Künstler*in | Beabadoobee | |
EP | Our Extended Play | |
Label | Dirty Hit Records | |
Erscheinungsjahr | 2021 | |
Bewertung | Foto oben: (C) Beats International / Callum Harrison |
Die Chance sehen in der Krise, eine Enttäuschung umwandeln in einen Triumph, sich nicht unterkriegen lassen und gestärkt aus negativen Erfahrungen hervorgehen – solche Tugenden predigen Motivationscoaches gerne. Falls sie dafür mal auf der Suche nach einem musikalischen Paradebeispiel sein sollten, dürfte Our Extended Play von Beabadoobee bestens geeignet sind.
Denn die Geschichte der fünften EP von Beatrice Kristi Ilejay Laus, wie die die auf den Philippinen geborene und in London aufgewachsene Künstlerin bürgerlich heißt, geht so: Mit 17 bekam sie ihre erste Gitarre und brachte sich das Spielen über YouTube-Tutorials selbst bei. Im gleichen Jahr folgte ihre erste Single, 2018 die erste EP. Schnell gab es viel Aufmerksamkeit und Anerkennung: Beabadoobee wurde 2020 für den Rising Star Award bei den Brit Awards nominiert und gewann den Radar Award des NME. Sie trat bei Mega-Festivals wie Coachella und Glastonbury auf und ging auf Tour im UK mit Halsey und The 1975.
Ihre Labelkollegen sollte sie dann eigentlich auch im Frühjahr 2020 auf deren Konzertreise durch die USA begleiten, um (rechtzeitig zur anstehenden Veröffentlichung ihres ersten Albums) idealerweise die nächste Stufe ihrer Karriere zu zünden – doch dann kam Covid. Da weder The 1975 noch Beabadoobee nun noch Shows spielen konnten, zogen sie sich stattdessen ins ländliche Oxfordshire zurück und schrieben zusammen an neuen Songs.

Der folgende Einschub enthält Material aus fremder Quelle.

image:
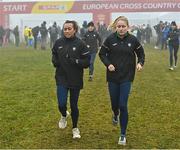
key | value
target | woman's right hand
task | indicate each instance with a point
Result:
(111, 67)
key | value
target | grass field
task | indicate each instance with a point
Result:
(29, 115)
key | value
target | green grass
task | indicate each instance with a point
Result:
(29, 115)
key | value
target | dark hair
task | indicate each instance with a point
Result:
(173, 23)
(91, 24)
(75, 26)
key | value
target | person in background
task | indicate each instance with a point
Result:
(35, 32)
(44, 34)
(30, 37)
(53, 31)
(69, 56)
(26, 34)
(16, 34)
(173, 43)
(93, 42)
(2, 33)
(118, 53)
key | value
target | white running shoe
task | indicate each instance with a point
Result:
(76, 133)
(63, 121)
(122, 140)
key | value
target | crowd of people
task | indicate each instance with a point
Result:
(118, 46)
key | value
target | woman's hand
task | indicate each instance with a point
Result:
(111, 67)
(139, 67)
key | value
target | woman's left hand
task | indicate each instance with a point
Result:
(139, 67)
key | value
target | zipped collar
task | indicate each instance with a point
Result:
(118, 36)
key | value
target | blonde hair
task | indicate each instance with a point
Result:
(123, 18)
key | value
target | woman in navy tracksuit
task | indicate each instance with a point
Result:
(69, 56)
(118, 53)
(173, 43)
(93, 42)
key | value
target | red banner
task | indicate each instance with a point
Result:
(16, 7)
(107, 6)
(127, 6)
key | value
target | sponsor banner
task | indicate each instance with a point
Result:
(52, 7)
(106, 6)
(127, 6)
(16, 8)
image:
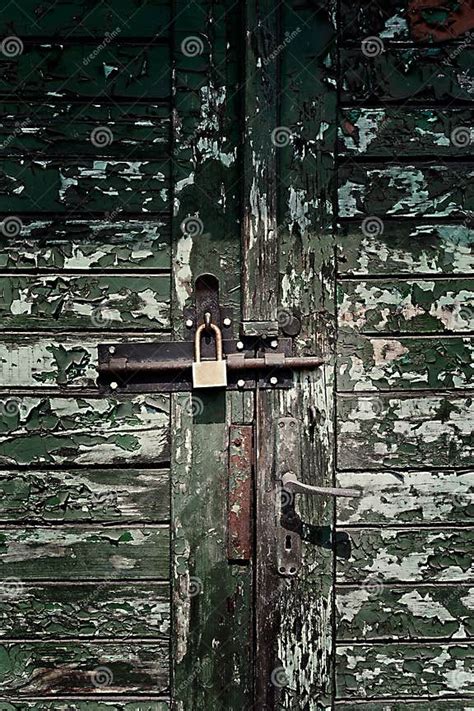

Matty Healy und George Daniel haben intensiv an Our Extended Play mitgearbeitet und auch coproduziert. „Es war wirklich schön, gemeinsam etwas zu erschaffen, mein erstes Mal, dass ich in einer solchen Umgebung geschrieben und aufgenommen habe. Ich wollte noch mehr mit den Klängen und dem Sound experimentieren und die EP hat für mich ein Gefühl von Zusammengehörigkeit… wie wir alle zusammen in dieser Einheit sind“, sagt die 21-Jährige.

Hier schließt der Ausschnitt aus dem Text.